Distorting Probability Distributions2016.09.04Data Science

This is a quick post on one way you might distort a probability distribution - and in particular the set of probabilities associated with a Multinomial distribution.

There are lots of reasons why you might want to do this. For example, say you run a website and are making item recommendations where the feature recommends an item to a customer at that item's probability.

So if you have 3 items, you'd have a probability vector of size 3. Now, hopefully there's a model that can tell use based on past interactions what is the probability a certain item is selected. For example, here our model says item A has a 50% chance of being purchased (or clicked or whatever).

Item Prob Plot

But you're also worried that you're potentially overfitting and recommending item A too often, so you need to diversify the recommendations - or distort the distribtion.

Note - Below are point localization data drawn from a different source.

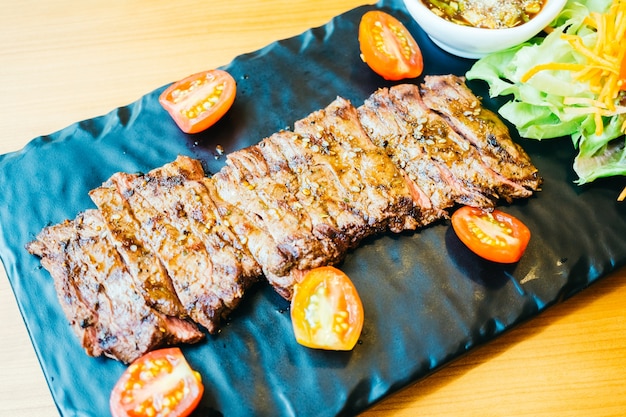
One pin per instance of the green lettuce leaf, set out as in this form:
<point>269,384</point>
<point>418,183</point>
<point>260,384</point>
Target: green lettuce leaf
<point>536,107</point>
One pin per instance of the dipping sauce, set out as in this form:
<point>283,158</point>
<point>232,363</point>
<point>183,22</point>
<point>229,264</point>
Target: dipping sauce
<point>491,14</point>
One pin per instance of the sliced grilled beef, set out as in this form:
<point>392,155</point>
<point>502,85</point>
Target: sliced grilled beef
<point>372,183</point>
<point>150,277</point>
<point>182,253</point>
<point>318,220</point>
<point>262,196</point>
<point>188,205</point>
<point>398,136</point>
<point>454,169</point>
<point>174,243</point>
<point>449,96</point>
<point>98,295</point>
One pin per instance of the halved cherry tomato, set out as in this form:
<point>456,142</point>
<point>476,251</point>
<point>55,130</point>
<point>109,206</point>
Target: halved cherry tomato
<point>326,310</point>
<point>495,235</point>
<point>198,101</point>
<point>388,47</point>
<point>160,383</point>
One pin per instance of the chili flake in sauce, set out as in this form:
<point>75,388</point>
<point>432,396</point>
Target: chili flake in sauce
<point>491,14</point>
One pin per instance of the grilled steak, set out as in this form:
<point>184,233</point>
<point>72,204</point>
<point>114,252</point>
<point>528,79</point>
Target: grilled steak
<point>174,244</point>
<point>167,230</point>
<point>149,275</point>
<point>371,182</point>
<point>449,96</point>
<point>443,164</point>
<point>97,292</point>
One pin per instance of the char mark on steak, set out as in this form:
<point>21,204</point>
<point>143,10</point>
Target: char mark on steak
<point>149,275</point>
<point>374,186</point>
<point>449,96</point>
<point>207,290</point>
<point>174,243</point>
<point>479,184</point>
<point>98,295</point>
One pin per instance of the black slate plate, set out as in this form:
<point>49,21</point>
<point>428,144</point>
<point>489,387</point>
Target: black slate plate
<point>427,299</point>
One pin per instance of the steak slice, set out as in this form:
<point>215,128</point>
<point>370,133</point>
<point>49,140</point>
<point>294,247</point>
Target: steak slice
<point>149,275</point>
<point>372,184</point>
<point>449,96</point>
<point>322,225</point>
<point>98,294</point>
<point>188,204</point>
<point>469,179</point>
<point>261,196</point>
<point>432,190</point>
<point>182,252</point>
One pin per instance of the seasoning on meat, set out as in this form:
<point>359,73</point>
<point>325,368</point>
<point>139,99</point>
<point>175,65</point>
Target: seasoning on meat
<point>174,245</point>
<point>97,293</point>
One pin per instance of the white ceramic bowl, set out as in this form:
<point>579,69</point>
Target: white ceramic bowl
<point>471,42</point>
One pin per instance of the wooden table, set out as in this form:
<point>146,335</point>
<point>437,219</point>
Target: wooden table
<point>62,61</point>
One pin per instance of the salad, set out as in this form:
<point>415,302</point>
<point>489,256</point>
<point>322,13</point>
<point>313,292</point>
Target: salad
<point>570,82</point>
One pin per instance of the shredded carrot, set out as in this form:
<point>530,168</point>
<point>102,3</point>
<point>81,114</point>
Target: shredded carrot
<point>600,65</point>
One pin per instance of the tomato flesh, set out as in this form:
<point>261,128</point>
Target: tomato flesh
<point>388,47</point>
<point>326,310</point>
<point>160,383</point>
<point>495,235</point>
<point>200,100</point>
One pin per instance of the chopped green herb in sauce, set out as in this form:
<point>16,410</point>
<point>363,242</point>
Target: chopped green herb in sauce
<point>491,14</point>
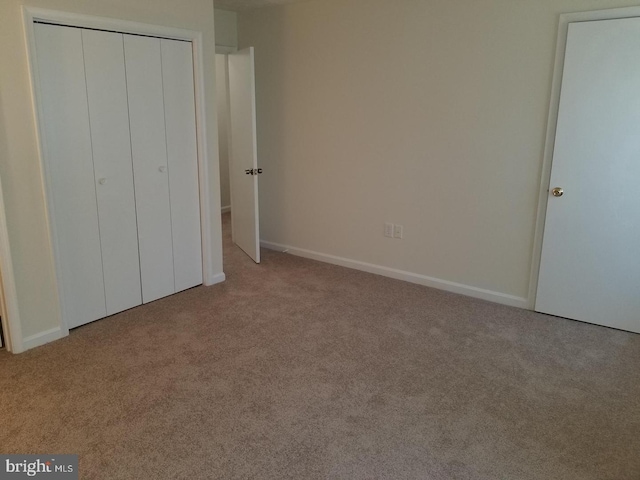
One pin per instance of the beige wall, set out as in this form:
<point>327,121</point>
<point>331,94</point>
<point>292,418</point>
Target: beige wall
<point>19,162</point>
<point>426,113</point>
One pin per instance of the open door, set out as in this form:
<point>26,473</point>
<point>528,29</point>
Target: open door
<point>243,153</point>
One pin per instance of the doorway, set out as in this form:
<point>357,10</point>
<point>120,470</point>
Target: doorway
<point>236,108</point>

One way to do this, is to use the softmax and borrow the temperature parameter from reinforcement learning. The one slight difference is the incoming probabilities are log-transformed so that when they're re-run through exponentiation the result is identity (if t = 1).

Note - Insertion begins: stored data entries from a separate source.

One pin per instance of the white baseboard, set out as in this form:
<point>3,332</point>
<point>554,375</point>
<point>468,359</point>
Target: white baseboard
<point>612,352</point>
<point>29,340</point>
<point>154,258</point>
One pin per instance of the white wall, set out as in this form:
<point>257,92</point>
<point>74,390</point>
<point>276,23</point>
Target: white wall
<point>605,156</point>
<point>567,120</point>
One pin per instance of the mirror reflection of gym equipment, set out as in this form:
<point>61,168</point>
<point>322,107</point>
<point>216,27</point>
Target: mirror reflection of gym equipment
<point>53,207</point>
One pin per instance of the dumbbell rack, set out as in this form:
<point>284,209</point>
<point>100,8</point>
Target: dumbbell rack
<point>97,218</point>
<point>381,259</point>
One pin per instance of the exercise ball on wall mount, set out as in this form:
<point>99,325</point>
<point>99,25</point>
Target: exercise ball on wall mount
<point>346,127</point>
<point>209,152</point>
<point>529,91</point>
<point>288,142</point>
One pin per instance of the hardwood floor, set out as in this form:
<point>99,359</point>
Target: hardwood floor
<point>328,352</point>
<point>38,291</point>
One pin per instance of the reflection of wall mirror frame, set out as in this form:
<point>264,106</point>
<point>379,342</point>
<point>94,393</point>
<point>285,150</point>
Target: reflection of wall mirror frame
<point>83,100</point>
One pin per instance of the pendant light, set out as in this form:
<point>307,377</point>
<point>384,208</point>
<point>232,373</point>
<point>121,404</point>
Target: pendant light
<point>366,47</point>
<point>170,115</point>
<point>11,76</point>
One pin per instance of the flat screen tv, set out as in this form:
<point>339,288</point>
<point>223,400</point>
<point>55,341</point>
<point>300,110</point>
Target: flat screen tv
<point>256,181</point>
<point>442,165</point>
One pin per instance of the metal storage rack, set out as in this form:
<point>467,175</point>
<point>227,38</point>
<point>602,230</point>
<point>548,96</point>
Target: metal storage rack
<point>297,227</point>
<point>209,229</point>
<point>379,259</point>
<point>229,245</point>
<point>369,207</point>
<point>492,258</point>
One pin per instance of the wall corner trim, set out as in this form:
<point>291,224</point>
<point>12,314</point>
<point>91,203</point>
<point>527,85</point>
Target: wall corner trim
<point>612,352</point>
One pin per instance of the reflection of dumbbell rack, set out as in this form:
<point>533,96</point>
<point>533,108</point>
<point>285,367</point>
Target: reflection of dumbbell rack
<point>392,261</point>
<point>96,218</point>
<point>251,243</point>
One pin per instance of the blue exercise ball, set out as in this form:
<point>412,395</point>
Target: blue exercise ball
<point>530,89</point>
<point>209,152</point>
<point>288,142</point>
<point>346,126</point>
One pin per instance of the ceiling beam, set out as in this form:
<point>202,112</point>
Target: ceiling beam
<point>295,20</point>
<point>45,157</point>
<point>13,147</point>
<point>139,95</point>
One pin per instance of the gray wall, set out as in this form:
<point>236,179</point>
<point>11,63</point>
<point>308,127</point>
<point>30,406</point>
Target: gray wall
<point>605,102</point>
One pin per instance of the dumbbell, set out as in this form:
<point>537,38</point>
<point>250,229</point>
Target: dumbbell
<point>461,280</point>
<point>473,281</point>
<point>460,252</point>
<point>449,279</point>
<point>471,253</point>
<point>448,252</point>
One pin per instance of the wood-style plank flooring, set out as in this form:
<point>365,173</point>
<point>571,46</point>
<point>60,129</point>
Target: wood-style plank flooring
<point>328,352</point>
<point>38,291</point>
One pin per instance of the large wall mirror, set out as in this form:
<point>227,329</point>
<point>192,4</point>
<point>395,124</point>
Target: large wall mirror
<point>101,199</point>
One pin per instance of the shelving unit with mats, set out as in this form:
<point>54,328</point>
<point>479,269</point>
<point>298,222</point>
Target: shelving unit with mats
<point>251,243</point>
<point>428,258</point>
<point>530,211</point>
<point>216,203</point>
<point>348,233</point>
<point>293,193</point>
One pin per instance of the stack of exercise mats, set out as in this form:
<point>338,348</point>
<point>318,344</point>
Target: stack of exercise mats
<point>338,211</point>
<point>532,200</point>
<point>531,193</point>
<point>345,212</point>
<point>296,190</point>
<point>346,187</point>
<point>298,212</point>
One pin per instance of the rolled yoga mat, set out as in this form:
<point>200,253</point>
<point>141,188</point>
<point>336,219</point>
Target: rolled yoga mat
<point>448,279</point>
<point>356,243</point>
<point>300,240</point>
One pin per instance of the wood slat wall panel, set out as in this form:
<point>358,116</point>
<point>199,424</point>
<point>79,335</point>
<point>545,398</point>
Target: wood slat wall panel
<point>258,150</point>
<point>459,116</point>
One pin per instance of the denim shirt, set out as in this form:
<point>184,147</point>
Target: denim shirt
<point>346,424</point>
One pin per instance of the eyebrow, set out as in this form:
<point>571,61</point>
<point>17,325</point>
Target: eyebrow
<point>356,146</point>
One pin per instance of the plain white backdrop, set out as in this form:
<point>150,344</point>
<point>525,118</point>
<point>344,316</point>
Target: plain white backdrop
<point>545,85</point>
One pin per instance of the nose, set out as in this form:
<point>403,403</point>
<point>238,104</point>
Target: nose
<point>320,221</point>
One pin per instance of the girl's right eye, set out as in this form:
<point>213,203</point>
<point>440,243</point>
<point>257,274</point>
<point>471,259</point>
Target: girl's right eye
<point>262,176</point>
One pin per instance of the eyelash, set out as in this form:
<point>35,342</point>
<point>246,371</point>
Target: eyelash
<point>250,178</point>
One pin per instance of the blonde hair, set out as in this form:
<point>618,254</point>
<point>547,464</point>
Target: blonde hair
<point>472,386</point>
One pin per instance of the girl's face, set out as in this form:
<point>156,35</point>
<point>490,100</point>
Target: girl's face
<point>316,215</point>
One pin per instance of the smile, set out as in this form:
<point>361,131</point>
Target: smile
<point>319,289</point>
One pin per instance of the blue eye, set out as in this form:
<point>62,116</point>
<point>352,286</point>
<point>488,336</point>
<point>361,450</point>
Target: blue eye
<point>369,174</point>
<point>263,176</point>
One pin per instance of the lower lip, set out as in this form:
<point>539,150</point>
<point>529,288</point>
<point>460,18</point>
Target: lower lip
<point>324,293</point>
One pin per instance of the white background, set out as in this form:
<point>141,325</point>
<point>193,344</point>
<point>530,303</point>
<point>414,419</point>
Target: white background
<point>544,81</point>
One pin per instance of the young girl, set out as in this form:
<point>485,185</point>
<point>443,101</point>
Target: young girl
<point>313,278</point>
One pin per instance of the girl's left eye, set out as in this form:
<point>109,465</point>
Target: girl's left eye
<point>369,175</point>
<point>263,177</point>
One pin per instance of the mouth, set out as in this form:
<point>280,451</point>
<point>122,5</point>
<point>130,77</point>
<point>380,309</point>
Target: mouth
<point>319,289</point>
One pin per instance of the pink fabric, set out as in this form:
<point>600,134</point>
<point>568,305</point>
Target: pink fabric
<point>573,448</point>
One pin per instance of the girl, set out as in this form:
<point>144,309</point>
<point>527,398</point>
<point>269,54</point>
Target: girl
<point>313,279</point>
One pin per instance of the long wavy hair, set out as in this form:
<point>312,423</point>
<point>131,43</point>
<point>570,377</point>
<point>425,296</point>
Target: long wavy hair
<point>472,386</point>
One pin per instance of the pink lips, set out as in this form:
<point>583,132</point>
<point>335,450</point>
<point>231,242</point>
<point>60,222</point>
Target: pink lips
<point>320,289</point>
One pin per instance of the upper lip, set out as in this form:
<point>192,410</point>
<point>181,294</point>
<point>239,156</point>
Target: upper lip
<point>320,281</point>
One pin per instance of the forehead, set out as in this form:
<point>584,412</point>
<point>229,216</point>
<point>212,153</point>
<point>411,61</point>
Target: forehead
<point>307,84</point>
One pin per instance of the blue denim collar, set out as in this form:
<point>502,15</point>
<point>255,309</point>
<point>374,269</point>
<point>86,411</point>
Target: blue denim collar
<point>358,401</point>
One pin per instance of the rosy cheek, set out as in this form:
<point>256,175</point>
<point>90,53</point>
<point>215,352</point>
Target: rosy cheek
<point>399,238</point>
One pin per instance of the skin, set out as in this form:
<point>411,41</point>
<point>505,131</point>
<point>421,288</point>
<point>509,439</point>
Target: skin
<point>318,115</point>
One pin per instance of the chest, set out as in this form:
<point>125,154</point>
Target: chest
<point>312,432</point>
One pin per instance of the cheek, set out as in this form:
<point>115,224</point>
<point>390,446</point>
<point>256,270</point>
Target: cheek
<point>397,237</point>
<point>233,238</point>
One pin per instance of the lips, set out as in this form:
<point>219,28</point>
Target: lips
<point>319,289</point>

Here's what the function looks like...

def distort(ps, t=1.):
  ps = np.log(ps) / t
  return np.exp(ps) / np.exp(ps).sum()
  • ps is the vector of probabilities
  • t is the temperature

Hopefully the math is straightforward, but it is helpful to look at the various stages.

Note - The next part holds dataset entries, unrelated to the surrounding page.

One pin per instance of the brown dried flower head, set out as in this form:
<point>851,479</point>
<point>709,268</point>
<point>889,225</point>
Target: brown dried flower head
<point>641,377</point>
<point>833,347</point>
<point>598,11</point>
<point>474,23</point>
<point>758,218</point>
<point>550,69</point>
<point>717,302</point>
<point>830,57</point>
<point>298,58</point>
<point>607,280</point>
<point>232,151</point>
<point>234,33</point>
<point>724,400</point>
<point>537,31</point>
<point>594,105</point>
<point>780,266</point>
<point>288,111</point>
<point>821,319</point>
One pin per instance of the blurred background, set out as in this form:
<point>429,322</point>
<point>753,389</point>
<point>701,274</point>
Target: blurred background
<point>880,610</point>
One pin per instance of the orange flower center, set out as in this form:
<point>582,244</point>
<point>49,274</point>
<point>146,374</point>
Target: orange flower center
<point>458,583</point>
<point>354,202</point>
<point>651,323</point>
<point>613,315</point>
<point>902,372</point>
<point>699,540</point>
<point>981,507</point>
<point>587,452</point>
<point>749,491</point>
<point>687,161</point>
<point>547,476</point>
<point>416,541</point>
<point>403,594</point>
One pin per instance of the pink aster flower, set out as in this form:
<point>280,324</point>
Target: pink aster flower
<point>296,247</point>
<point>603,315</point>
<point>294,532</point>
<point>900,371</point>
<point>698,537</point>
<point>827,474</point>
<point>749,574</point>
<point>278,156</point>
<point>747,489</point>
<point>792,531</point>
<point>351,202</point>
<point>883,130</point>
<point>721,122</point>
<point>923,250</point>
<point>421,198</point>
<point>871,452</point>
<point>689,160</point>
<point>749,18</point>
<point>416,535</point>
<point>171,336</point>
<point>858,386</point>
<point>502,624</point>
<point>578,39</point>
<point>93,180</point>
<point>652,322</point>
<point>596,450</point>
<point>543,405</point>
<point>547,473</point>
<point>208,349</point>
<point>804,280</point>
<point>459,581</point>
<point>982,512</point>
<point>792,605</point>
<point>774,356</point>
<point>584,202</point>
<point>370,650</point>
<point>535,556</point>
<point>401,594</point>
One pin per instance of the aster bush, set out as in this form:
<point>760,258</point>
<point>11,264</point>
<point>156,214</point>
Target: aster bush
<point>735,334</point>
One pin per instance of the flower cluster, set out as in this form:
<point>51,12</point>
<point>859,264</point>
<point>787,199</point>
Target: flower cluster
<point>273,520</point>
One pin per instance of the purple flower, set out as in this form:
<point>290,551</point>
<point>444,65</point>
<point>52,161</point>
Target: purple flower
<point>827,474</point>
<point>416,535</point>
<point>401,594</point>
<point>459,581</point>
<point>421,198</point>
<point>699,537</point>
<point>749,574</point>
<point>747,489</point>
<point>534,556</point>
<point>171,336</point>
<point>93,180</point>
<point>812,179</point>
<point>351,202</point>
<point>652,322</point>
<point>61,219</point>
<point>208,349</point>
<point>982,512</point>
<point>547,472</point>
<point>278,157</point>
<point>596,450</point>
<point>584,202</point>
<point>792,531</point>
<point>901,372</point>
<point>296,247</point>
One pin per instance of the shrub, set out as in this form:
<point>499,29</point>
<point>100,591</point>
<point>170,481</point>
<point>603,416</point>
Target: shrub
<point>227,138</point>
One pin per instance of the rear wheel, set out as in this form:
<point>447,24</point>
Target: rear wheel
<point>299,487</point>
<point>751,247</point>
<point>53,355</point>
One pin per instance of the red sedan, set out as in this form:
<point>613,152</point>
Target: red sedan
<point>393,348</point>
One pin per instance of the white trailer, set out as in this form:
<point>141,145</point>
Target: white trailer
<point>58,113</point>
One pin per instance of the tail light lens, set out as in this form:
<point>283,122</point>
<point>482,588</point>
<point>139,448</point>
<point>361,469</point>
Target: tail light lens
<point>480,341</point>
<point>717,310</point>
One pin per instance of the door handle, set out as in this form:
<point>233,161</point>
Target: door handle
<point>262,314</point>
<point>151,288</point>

The key thing to notice is that when T > 1 then after the log transformation and division the numbers have been pulled closer to 0, so after the exponentiation in the softmax the resulting probabilities are closer together.

When T < 1, the large probabilities get even larger relative to the small ones, and thus after the softmax, they're farther apart.

The next step is to get a sense for how the probability changes for various values of T. We'll work with two dimensions because it's easy to visualize, and since a probability distribution sums to unity, if we know one of the probabilities we can find the other.

For example, imagine the probability distribution is [0.15, 0.85].

Now, looking at the probability vs temperature plot there's a couple things notice.

  1. The vertical line is where T = 1. When T = 1, the transformation is the identity.
  2. As the temperature increase the probability tends to 0.5, or in N dimensions, 1/N. This is how the parameter gets its name temperature -- as the temperature increases the the probability of different states tends to converge.


That's pretty neat if I do say so myself. However, plotting it is only really useful in low dimensions, and particularly easy in two.

Also, it doesn't give a measurement as to the change. To which the next question is how to measure it. Because we have created two distributions, the basic one from the model and our distorted version for some temperature, taking the KL divergence between the two is a natural measurement. Especially because we're distorting our vector p into some new vector q. We really don't care how far p is from q, we care how far q is from p.

To investigate the KL divergence let's create a new vector in 10D space.

ps = array([1.40763181e-04,   7.16806295e-09,
            3.57692841e-01,   1.56331228e-06,
            8.85156502e-04,   3.13365979e-01,
            2.49412860e-36,   3.27913690e-01,
            2.00958248e-57,   5.11916402e-11]) 

New Probs

Then we can calculate the KL Divergence between ps, the base distribution and qs the new distribution, and plotting this divergence for different values of Temperature.

New Probs Entropy

The obvious thing to point out is that the KL divergence is minimized when the pdfs are the same, or in this case, T = 1.

In summation, we looked at how to distort a vector of probabilities, why we might want to do that, and how to quantify the amount of change due to that distortion via KL divergence.